The Specific Consent campaign has been following the bill closely since its introduction, and pointed out the Senate in a letter insisting on the fundamental objections to generic consent.

"Specific Consent believes that the current legislation - Wgbo and Wbp - is a good basis for requesting consent in healthcare, and finds generic consent - even 'temporary' for three years - unacceptable. Generic consent cannot meet the requirements imposed by law and treaty on the sharing of medical data due to lack of clarity for both patient and file-keeping doctor.", the campaign previously stated.

Our campaign suggests to Senate members that either all articles on consent be removed from the bill so that medical data can be shared on the basis of pre-existing legislation, or that consideration of the bill be postponed until it is clear what impact the specified consent of the minister's concern for patient privacy.
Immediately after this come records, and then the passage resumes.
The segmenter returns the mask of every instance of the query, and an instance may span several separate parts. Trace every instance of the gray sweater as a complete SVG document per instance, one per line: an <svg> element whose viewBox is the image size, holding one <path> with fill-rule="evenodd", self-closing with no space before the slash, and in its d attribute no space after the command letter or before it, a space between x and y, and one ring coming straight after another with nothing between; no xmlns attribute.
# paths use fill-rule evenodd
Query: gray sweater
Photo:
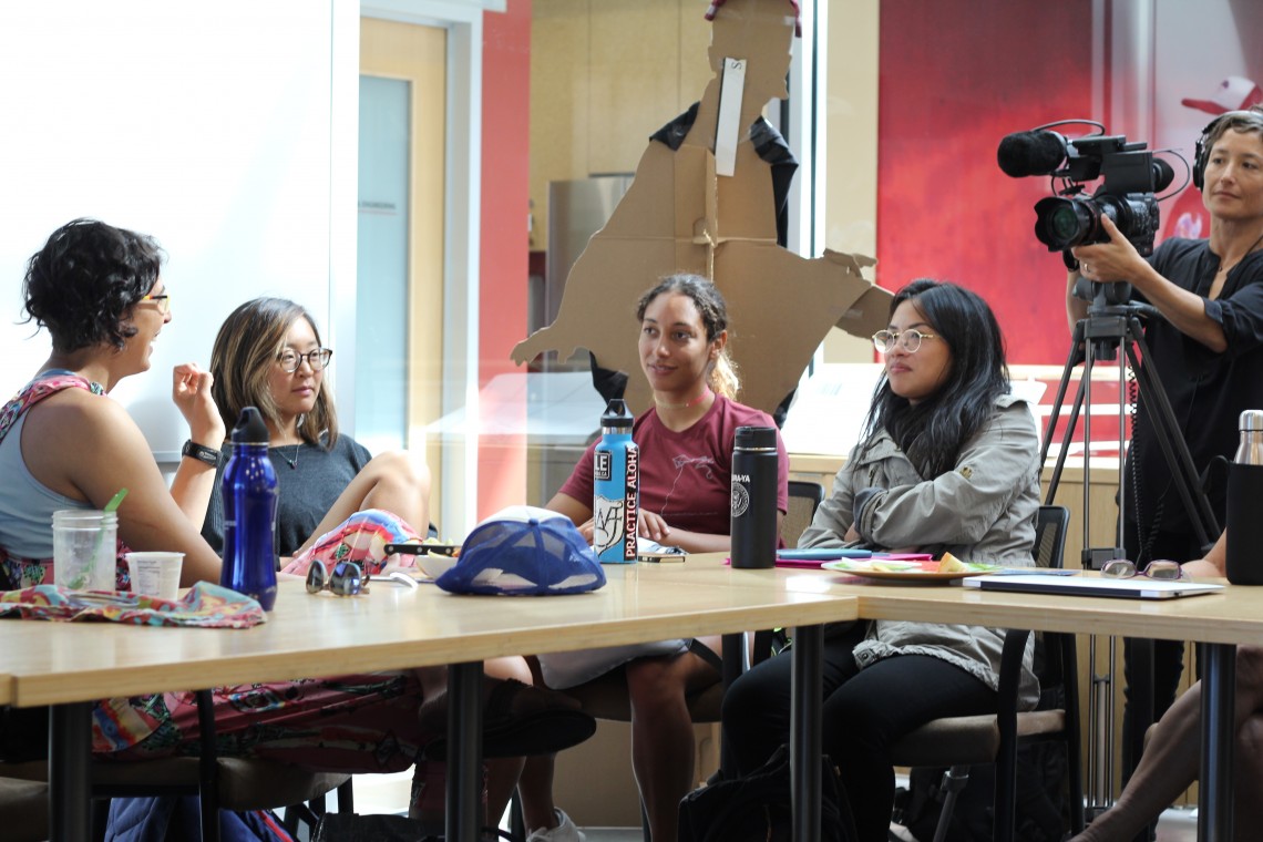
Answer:
<svg viewBox="0 0 1263 842"><path fill-rule="evenodd" d="M225 446L231 454L231 444ZM268 457L277 471L279 501L277 506L277 553L293 555L316 530L337 496L364 470L373 456L350 436L338 436L333 449L312 444L269 447ZM202 524L202 538L224 554L224 499L221 481L224 466L215 475L215 491Z"/></svg>
<svg viewBox="0 0 1263 842"><path fill-rule="evenodd" d="M853 523L870 548L918 547L966 562L1032 567L1039 509L1039 436L1026 401L1002 395L990 423L960 452L952 471L922 478L884 430L861 442L834 478L799 547L841 547ZM983 626L879 620L855 648L865 667L899 654L941 658L999 687L1004 632ZM1028 643L1021 701L1033 707L1038 682Z"/></svg>

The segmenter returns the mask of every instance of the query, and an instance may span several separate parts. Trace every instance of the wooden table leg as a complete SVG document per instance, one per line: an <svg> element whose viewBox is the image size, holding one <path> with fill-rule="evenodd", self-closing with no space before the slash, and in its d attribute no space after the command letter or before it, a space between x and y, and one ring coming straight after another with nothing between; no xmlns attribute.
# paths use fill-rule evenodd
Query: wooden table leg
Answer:
<svg viewBox="0 0 1263 842"><path fill-rule="evenodd" d="M48 716L48 829L52 842L92 838L92 703L54 704Z"/></svg>
<svg viewBox="0 0 1263 842"><path fill-rule="evenodd" d="M1233 839L1233 716L1236 698L1236 646L1206 644L1201 669L1201 789L1197 797L1197 838Z"/></svg>
<svg viewBox="0 0 1263 842"><path fill-rule="evenodd" d="M477 842L482 827L482 661L447 668L446 838Z"/></svg>
<svg viewBox="0 0 1263 842"><path fill-rule="evenodd" d="M823 626L793 630L793 708L789 713L789 785L793 842L820 842L821 707L823 704Z"/></svg>

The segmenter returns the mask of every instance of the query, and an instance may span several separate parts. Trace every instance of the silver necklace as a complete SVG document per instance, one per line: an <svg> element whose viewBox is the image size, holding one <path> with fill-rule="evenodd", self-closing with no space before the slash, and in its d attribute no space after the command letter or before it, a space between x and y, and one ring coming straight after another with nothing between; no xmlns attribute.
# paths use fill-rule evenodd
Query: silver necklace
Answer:
<svg viewBox="0 0 1263 842"><path fill-rule="evenodd" d="M294 458L289 458L288 456L285 456L284 451L282 451L279 447L277 448L277 456L279 456L282 461L289 466L290 471L298 470L298 448L301 448L302 446L303 446L302 442L294 444Z"/></svg>

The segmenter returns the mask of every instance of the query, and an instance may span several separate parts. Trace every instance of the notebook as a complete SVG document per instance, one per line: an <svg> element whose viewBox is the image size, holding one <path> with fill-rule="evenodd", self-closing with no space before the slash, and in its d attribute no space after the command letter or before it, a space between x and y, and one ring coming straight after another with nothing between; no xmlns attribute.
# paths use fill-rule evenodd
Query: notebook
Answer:
<svg viewBox="0 0 1263 842"><path fill-rule="evenodd" d="M1067 596L1109 596L1128 600L1175 600L1223 591L1223 584L1151 579L1137 576L1130 579L1103 579L1095 576L1041 576L1038 573L1012 576L975 576L962 582L965 587L983 591L1022 591L1026 593L1065 593Z"/></svg>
The Upper House held yesterday a so-called further procedure on the bill, and decided therein to make further consideration dependent on the timeframe and how the Senate can be informed about questions still pending before the House. The Specific Consent campaign will provide the Senate with further input in due course.

Download HERE the letter that Specific Consent sent to the Senate early this week (pdf) and click HERE for the above message as published yesterday on the campaign website.